You are viewing a plain text version of this content. The canonical link for it is here.
Posted to user@hbase.apache.org by Ferdy Galema <fe...@kalooga.com> on 2012/07/16 14:35:01 UTC

simple inputformat to ignore lease and timeout exceptions

Some mapred jobs running scans on our HBase could not succeed because of
the dreaded LeaseException or ScannerTimeoutException, even with
hbase.client.scanner.caching set to 1 and long timeout properties. Mind you
that no row is ever bigger than 5MB (sure it's bigger then most use cases
but still it's not excessive), but most are a lot smaller. A simple
solution that SKIPS the regions after the timeout/lease exceptions occurs
worked perfectly fine for us. (Just a few regions of our several thousand).
This is a LOT better than the mapreduce framework trying to reprocess the
same mapper (region) for several times and after that failing the entire
job. Because in our case the actual work is done in the reducer, this job
failing is a big pain.

I just wanted this solution with you. This is for 0.90.x. Also I'm aware
of HBASE-5757 so this is for anyone that cannot use that fix yet.  (Or if
that one does not work because retrying is not an option). So if you can
afford some regions to be skipped (or actually "not fully processed"), use
the following inputformat. (Call
job.setInputFormatClass(IgnoreTimeoutsTableInputFormat.class) right after
the TableMapReduceUtil.initTableMapperJob(...) call).

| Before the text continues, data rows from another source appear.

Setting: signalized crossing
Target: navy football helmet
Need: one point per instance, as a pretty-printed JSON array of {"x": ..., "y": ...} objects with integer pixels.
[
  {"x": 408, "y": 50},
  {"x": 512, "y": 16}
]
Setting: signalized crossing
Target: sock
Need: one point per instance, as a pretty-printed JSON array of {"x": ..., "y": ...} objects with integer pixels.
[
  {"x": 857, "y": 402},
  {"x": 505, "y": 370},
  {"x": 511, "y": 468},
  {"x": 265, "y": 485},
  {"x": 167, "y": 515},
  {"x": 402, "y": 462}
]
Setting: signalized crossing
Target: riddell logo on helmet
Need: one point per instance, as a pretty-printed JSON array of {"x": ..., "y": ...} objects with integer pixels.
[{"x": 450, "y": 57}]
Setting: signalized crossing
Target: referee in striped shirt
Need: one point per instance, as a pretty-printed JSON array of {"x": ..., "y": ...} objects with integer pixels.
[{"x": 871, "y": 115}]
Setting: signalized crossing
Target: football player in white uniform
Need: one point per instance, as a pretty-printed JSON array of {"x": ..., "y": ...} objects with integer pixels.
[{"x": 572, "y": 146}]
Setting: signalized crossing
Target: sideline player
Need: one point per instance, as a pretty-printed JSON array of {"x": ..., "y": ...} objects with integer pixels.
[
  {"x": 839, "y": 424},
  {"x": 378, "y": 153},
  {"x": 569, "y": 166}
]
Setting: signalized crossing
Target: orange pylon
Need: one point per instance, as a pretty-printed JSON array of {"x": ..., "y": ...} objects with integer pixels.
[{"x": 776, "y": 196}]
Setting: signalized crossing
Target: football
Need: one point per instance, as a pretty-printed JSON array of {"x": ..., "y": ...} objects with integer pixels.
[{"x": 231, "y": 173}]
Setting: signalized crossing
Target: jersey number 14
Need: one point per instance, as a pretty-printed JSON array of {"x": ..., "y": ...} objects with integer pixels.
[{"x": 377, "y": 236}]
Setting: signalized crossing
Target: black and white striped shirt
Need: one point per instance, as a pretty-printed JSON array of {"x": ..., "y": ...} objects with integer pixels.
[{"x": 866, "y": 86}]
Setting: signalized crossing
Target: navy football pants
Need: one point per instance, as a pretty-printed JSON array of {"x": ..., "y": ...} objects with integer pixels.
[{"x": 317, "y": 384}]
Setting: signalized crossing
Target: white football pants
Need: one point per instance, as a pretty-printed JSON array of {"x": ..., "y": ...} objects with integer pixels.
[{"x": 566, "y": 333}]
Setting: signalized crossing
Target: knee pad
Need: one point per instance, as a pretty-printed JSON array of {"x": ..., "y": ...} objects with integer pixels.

public class IgnoreTimeoutsTableInputFormat extends TableInputFormat{
  private static final Log LOG = LogFactory.getLog(new Object() {
  }.getClass().getEnclosingClass());

  @Override
  public RecordReader<ImmutableBytesWritable, Result> createRecordReader(
      InputSplit split, TaskAttemptContext context) throws IOException {
    TableRecordReader tableRecordReader = new TableRecordReader() {
      @Override
      public boolean nextKeyValue() throws IOException,
InterruptedException {
        try {
          boolean nextKeyValue = super.nextKeyValue();
          return nextKeyValue;
        } catch (LeaseException e) {
          LOG.warn("fallthrough lease exc", e);
        } catch (ScannerTimeoutException e) {
          LOG.warn("fallthrough scanner timeout exc", e);
        }
        return false;
      }
    };
    setTableRecordReader(tableRecordReader);
    return super.createRecordReader(split, context);
  }
}

Nevertheless, we are still trying to understand why some regions always
fail...